Figure 6. DNMT1 knockout strategy and targeting efficiency

(a) Strategy to obtain DNMT1 homozygous clones. Top: We created mutations within the exogenous DNMT1 sequence that would prevent the targeting by our gRNA, but not alter the protein (Supplementary Fig. 6d). Asterisk (*) is used to distinguish the exogenous modified DNMT1* from endogenous DNMT1. Bottom: The DNMT1 rescue line was established by infecting HUES64 with two separate lenti virus, tTA-2a-mCherry and TRE-DNMT1* at passage 30. Then, DNMT1 was targeted as before into the tTA-DNMT1* line while the exogenous DNMT1* was expressed (no DOX). (b) Representative bright field (BR), mCherry expression and pluripotent markers NANOG, TRA-1-60 immunostaining images for rescue line tTA+DNMT1*. Scale bars, 100μm. (c) DNMT1 expression levels in our DNMT1* TET/OFF system. Left: RT-qPCR analysis for DNMT1. Primers amplify both endogenous and exogenous DNMT1. Error bars were generated from biological replicates and represent one standard error. Right: Western blotting analysis for DNMT1 under the control of DOX. The antibody can detect both endogenous and exogenous DNMT1.

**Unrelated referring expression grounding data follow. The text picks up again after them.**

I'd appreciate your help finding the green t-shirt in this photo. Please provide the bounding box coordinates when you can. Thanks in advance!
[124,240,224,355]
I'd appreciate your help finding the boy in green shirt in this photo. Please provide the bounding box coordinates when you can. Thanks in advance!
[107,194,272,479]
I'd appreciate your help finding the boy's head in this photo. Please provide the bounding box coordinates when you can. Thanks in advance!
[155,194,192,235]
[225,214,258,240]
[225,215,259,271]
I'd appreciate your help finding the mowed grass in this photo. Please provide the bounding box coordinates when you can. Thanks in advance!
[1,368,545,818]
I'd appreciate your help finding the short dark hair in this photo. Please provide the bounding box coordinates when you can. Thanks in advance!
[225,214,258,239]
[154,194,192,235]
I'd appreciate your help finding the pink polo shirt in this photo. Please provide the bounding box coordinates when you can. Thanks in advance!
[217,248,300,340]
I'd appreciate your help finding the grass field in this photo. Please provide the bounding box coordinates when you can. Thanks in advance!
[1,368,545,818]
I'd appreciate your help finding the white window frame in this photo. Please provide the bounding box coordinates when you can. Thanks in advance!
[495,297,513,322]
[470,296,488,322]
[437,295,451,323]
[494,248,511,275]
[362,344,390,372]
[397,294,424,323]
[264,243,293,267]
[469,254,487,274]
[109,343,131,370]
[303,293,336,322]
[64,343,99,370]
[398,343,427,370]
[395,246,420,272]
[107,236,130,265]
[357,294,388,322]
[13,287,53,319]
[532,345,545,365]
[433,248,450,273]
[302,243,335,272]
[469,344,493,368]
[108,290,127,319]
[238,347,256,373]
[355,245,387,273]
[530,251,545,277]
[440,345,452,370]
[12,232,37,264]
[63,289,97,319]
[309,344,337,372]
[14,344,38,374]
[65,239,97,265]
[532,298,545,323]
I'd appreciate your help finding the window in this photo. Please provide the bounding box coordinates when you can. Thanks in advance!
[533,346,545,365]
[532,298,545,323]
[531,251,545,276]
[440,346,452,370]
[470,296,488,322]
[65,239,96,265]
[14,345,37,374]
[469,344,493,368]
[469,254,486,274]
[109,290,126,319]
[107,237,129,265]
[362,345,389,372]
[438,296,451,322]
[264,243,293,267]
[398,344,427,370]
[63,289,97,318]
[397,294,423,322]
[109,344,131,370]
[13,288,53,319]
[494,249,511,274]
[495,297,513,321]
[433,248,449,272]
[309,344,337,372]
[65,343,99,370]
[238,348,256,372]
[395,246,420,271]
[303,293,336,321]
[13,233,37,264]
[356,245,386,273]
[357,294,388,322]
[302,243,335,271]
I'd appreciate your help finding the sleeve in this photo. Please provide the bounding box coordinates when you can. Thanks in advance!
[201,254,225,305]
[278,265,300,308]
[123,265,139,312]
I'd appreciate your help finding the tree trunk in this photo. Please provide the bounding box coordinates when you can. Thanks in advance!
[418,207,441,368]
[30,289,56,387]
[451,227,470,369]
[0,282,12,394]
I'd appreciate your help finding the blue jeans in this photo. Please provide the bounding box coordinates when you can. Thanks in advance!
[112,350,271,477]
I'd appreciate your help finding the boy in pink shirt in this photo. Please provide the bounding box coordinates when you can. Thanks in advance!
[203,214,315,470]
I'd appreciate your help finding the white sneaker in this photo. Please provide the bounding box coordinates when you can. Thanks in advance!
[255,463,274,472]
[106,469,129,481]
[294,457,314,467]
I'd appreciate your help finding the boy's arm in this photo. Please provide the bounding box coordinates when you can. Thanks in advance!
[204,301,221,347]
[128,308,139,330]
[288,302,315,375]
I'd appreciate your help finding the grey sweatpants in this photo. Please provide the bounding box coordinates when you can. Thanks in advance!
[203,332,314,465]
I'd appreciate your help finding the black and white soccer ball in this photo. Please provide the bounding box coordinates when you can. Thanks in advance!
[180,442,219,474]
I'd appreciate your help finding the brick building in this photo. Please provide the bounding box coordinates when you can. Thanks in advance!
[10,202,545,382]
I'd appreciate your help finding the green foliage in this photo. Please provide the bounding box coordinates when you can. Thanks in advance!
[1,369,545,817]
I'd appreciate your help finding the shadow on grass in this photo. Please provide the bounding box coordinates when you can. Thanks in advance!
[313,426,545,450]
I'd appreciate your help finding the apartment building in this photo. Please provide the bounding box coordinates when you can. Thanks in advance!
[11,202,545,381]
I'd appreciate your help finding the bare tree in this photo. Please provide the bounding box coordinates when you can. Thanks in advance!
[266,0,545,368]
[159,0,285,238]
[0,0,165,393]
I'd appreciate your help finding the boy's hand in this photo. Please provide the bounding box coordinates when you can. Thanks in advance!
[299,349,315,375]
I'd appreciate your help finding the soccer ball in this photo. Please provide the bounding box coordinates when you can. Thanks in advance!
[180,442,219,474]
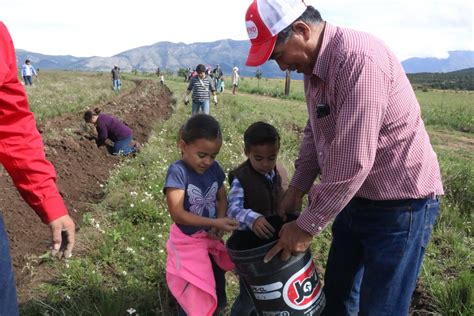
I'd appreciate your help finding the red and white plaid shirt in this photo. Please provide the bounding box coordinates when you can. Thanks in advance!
[293,23,444,235]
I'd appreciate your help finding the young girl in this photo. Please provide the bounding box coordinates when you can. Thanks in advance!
[164,114,239,316]
[83,108,137,155]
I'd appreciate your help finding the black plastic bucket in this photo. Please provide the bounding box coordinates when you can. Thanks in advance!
[227,215,325,316]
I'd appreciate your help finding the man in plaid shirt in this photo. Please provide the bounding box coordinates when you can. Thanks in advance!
[243,1,443,315]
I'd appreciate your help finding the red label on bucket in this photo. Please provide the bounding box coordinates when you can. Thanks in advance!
[282,259,322,310]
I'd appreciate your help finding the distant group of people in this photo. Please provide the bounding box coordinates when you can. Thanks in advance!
[183,63,241,115]
[185,64,218,115]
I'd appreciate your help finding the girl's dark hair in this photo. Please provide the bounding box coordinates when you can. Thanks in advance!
[276,6,323,46]
[195,64,206,73]
[84,107,101,123]
[244,121,280,150]
[180,114,222,144]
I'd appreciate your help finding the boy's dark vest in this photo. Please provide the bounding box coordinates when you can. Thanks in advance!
[229,160,287,217]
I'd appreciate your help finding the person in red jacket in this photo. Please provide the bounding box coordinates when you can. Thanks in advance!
[0,21,76,315]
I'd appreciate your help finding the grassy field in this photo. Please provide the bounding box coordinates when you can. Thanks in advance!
[20,72,473,315]
[26,71,135,123]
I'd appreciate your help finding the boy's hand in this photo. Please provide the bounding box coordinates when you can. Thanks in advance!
[252,217,275,239]
[214,217,239,232]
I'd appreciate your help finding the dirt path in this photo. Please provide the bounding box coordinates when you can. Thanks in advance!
[0,79,173,301]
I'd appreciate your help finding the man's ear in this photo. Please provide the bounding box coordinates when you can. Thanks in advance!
[292,21,312,41]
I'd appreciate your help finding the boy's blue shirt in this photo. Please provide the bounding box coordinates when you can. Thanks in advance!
[227,169,275,230]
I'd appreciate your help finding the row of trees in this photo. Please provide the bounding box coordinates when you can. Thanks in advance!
[407,69,474,91]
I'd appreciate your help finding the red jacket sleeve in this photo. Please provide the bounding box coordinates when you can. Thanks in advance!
[0,21,68,224]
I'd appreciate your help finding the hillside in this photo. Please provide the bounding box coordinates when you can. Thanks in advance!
[16,42,474,77]
[17,40,287,78]
[402,51,474,74]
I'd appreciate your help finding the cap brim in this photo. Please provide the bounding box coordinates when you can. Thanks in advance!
[245,35,277,67]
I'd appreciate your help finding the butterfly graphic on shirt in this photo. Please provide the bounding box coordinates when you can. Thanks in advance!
[187,182,218,217]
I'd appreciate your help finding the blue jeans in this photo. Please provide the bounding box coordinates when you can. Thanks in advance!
[230,278,257,316]
[177,255,227,316]
[23,76,33,86]
[191,99,210,115]
[112,135,136,155]
[0,216,19,316]
[322,198,440,316]
[112,79,121,91]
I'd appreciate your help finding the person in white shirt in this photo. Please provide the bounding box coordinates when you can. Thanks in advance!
[231,66,239,95]
[21,59,37,86]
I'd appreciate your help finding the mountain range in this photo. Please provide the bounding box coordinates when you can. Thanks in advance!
[15,40,474,77]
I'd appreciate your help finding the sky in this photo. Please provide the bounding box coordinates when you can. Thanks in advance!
[1,0,473,61]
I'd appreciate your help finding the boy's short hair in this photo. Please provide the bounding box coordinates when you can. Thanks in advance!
[196,64,206,73]
[244,121,280,150]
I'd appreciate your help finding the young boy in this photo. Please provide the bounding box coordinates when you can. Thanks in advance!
[227,121,288,315]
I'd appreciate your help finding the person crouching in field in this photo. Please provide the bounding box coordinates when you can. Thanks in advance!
[164,114,239,316]
[227,122,289,315]
[83,108,138,156]
[184,64,218,115]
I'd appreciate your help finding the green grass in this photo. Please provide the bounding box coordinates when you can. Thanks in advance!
[19,73,473,315]
[24,71,134,123]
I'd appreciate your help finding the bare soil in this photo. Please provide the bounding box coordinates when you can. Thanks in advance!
[0,80,173,301]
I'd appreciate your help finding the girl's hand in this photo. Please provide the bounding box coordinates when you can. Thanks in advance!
[214,217,239,232]
[208,227,224,240]
[252,217,275,240]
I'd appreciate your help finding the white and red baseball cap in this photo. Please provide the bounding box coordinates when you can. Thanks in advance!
[245,0,307,67]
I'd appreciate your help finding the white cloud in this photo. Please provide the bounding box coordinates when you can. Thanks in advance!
[2,0,473,60]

Figure 7. Loss of DNMT1 causes global demethylation and cell death

(a) Representative bright field (BR) and NANOG/TRA-1-60 immunostaining for DNMT1^−/− cells with the exogenous DNMT1* expressed (no DOX). 10X magnification. Scale bars, 100μm. (b) RT-qPCR analysis after DNMT1* withdrawal relative to d0 level. Error bars are based on two replicates and represent one standard error. (c) DNMT1* withdrawal causes massive cell death. Representative 10X magnification bright field (BR) images are shown. Scale bars: 100μm. (d) Violin plots of the mean methylation (measured by RRBS) of 1 kb tiles across the human genome after DNMT1* withdrawal. Mean is indicated by red dot. (e) Global reduction of DNA methylation in different genomic features. Overall CpGs (1kb tile) and selected features including CpG Islands (CGI), Shores, HCPs, ICPs, LCPs, LINEs, SINEs and satellite repeats are shown. (f) Exponential model of methylation decay for 1kb tiles. Methylation at day 2 was normalized to 1 and methylation levels on subsequent days were calculated as a percentage of the day 2 value. An exponential model was fitted starting at day 2 and is shown by the red line. The dashed grey lines mark the timepoints when 50% and 25% of the day 2 methylation levels remain. Days 0 and 1 were excluded from this model to avoid noise from any remaining DNMT1 protein. (g) Mean CpA methylation levels after DNMT1* withdrawal.